Beispielsweise sei kein Ökoweinbau ohne Pflanzenschutz möglich. Viele
Ökowinzer sagten, dass das chemisch-synthetische Kaliumphosphonat besser
sei als Kupfersulfatlösungen. Auch sei beim Beizverzicht von
Zuckerrübensaatgut kein Beitrag zum Umweltschutz geleistet, da diese
Felder flächendeckend mit Pflanzenschutzmitteln behandelt würden.
Offenen und sachlichen Dialog angemahnt
Der FDP-Politiker mahnte einen
offenen und sachlichen Dialog mit der Bevölkerung an. Vielfach hätten
die Landwirte ein Problem damit, dass in der Bevölkerung die Vorstellung
bestehe, dass Pflanzenschutzmittel einfach weggelassen werden und auf
Ökolandbau umgestellt werden könnte. Das sei aber eine Illusion. „Mit
dem Insektenschutzprogramm sind wir an der Grenze der Existenz der
Landwirte. Wir müssen der Bevölkerung klar machen, worum es geht”, so
Wissing.
Wissing stellte sich hinter die Proteste der Landwirte (siehe Kasten).

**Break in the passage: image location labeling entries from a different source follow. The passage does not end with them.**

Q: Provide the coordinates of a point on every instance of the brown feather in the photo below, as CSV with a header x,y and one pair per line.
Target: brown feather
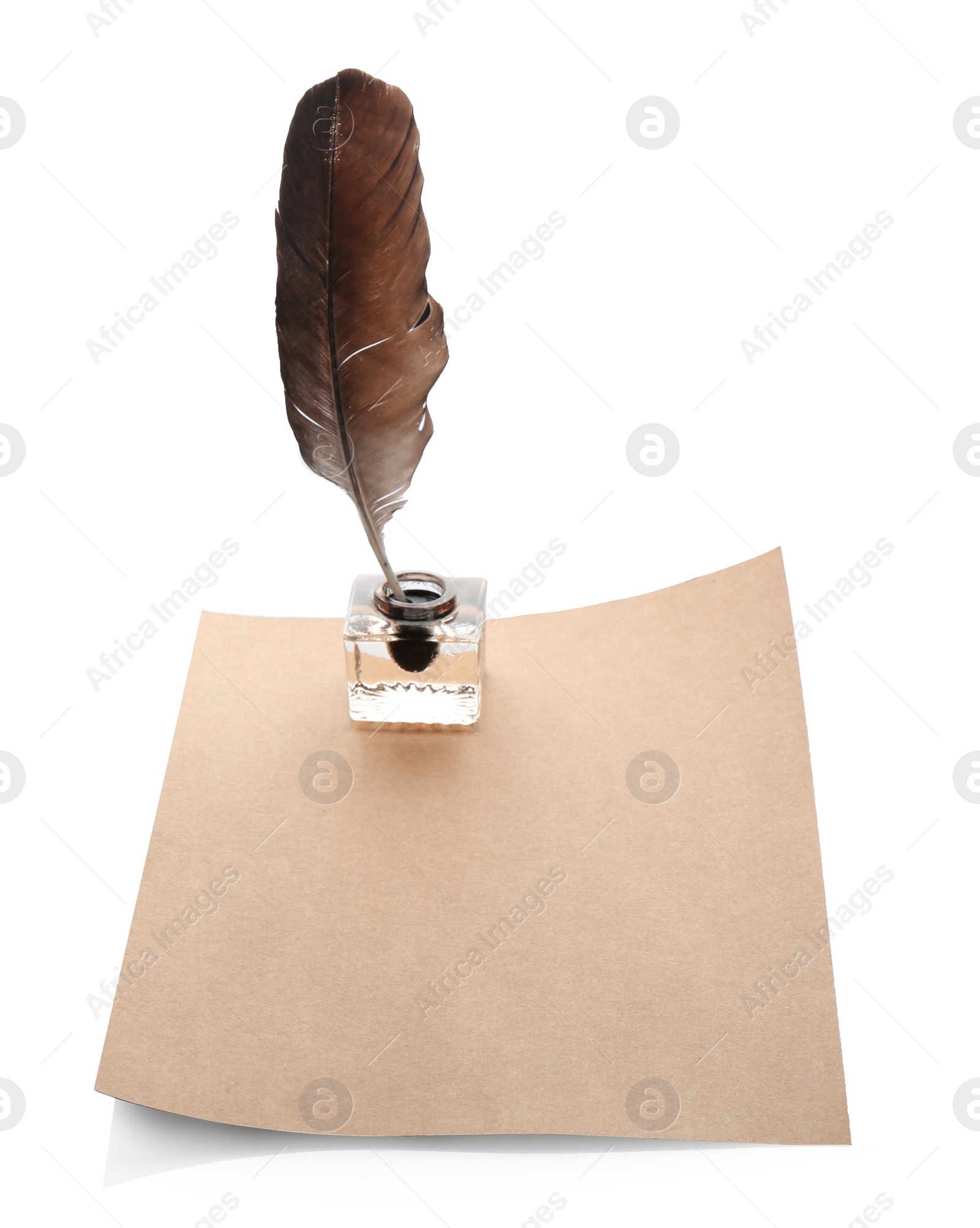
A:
x,y
360,339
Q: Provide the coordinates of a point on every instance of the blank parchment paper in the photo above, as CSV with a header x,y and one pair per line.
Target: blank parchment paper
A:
x,y
597,911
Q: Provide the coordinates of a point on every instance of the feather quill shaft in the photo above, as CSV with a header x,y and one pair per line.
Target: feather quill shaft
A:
x,y
360,339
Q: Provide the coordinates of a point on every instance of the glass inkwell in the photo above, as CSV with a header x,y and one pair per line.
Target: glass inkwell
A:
x,y
415,661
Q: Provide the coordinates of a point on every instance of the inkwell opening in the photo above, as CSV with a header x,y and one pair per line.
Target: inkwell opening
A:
x,y
429,598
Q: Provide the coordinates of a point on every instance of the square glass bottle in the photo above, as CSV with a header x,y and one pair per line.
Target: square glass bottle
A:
x,y
415,661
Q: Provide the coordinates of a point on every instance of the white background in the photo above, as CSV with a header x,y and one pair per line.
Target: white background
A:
x,y
138,467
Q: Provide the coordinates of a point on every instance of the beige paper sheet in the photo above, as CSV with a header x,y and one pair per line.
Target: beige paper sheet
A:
x,y
598,911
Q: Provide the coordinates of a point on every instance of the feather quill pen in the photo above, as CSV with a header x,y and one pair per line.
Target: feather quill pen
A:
x,y
360,338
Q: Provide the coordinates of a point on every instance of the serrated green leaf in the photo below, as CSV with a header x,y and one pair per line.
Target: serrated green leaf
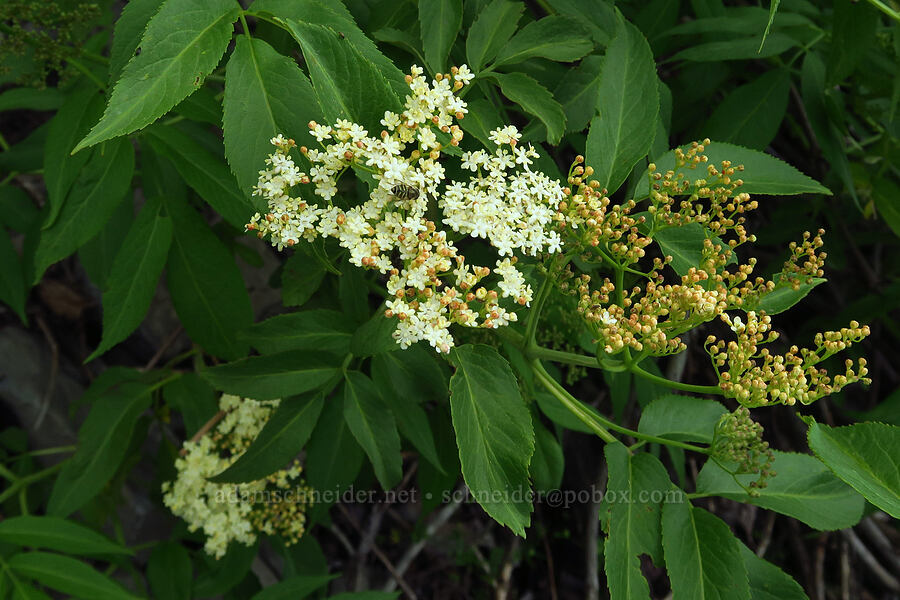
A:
x,y
782,298
204,171
555,38
265,94
440,21
293,588
745,48
274,375
496,23
12,277
534,99
336,16
68,576
374,427
494,434
703,557
637,487
117,400
802,488
375,336
628,105
752,113
279,441
170,572
548,462
347,84
683,418
864,455
103,182
181,46
82,108
17,210
325,330
206,286
762,174
193,398
129,30
333,458
768,582
134,274
57,534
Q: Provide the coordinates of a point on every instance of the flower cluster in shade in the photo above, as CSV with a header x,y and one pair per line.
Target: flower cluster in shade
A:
x,y
229,513
430,283
649,317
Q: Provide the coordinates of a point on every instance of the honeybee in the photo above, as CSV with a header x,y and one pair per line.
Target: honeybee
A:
x,y
404,191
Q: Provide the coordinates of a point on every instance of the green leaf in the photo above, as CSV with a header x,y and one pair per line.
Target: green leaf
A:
x,y
556,38
853,31
864,455
534,99
490,32
104,181
204,171
373,426
82,108
181,46
347,84
293,588
637,487
68,576
405,379
751,114
827,135
440,21
265,94
683,418
336,16
194,399
333,458
375,336
274,375
17,210
684,243
493,433
738,49
134,275
280,440
57,534
170,572
12,277
628,102
117,399
579,91
129,30
301,277
803,488
324,330
762,174
768,582
782,298
481,119
548,462
206,286
703,557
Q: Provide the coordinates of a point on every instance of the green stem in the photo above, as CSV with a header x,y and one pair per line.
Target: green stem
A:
x,y
571,403
598,423
677,385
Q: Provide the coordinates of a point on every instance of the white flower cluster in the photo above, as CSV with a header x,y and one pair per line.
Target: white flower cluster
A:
x,y
226,512
430,283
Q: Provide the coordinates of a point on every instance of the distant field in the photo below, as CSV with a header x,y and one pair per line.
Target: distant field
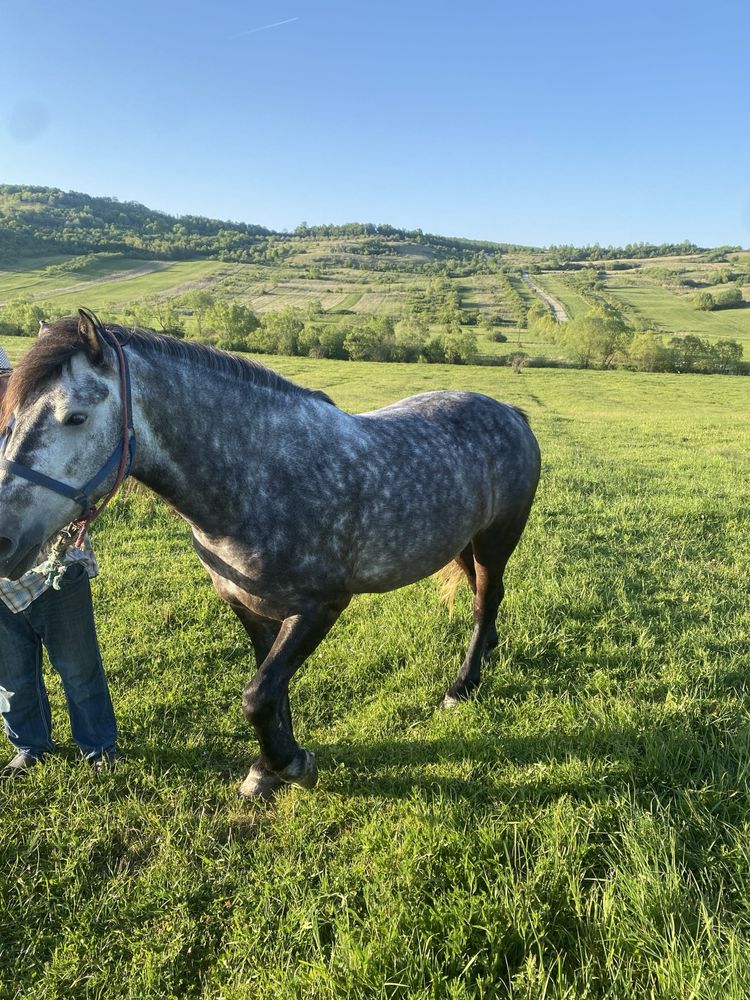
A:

Aus seiner Sicht sind viele Forderungen, die der DBV zur AMK erhoben
hat, „berechtigt”. Der Liberale sprach sich für einen nationalen Agrar-
und Klimarat aus, in dem Fachleute unterschiedlicher Disziplinen
vertreten sein sollten, vor allem aber auch Bauern, um
landwirtschaftliche und umweltpolitische Ziele im Dialog mit den
Betroffenen miteinander in Einklang zu bringen.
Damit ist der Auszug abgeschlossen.